Just what is asset finance? Put simply, it’s the way that small cash-strapped businesses can buy the equipment they need without having to lob out huge capital sums. In the old days our parents called it “the never-never”!
AF is a flexible alternative to a normal loan, providing a cash-flow and tax benefits while the lender knows his cash should be safe because it’s secured on whatever it was the loan has bought. What makes AF different from an ordinary loan is that the money can’t be recalled during the lifetime of the agreement. At the point the item or equipment can usually be updated or even replaced.
So what are the advantages of asset finance? According to the AF industry, it
* Releases capital against currently encumbered assets
* Avoids issues relating to asset depreciation
* Avoids the need to sell at second hand prices when upgrading the asset.
There are several main forms of asset finance:
Leasing means that the finance company buys and owns the asset and the customer hires it, paying rent over a fixed period. At the end of the contract you usually have the choice of extending the lease, buying the asset or just sending it back.
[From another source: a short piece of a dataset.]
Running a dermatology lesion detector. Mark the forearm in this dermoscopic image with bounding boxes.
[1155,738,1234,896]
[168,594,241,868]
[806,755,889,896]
Many leases are flexible enough to allow you to replace the, say, machinery or computer systems with more modern versions, enabling you to offer a more up-to-date product or service.
And make sure that your leasing agreement has a full service and repairing package, saving money and time when things go wrong - remember, the leaser usually has responsibility for the asset’s upkeep.
### Operating leases
Operating leases differ from ordinary leases in that the primary period rentals don’t cover all the capital costs and hire charges. The leases are shorter and the equipment will usually be sold at the end of the primary period to recover the residual value.
Hire purchase means that the customer pays an initial deposit - usually 10-20 per cent - with the remainder of the balance, plus interest, over as period of time. On completion, the customer owns the asset - but could have paid back as much as 25 per cent more than the asset’s value.
At the end of the agreement there will be an option to purchase fee which is usually nominal but can be higher. It’s worth checking what this will be before you sign up to the HP agreement.
You don’t need security or collateral and at least you will get some return on your investment - and the good news is that the taxman will be financing some of the asset for you.
Asset refinance can provide a cash injection to help you overcome a cashflow problem. The deal is that you sell equipment to an asset finance company which then leases it back to you in return for regular rent payments.
### Vendor finance
Vendor finance allows a business to buy an asset over a specific period. The vendor forwards a percentage of its value which is paid back in regular instalments.
### Import leasing
Import leasing offers the means of financing the purchase of assets from overseas from an asset management company that specialises in foreign business.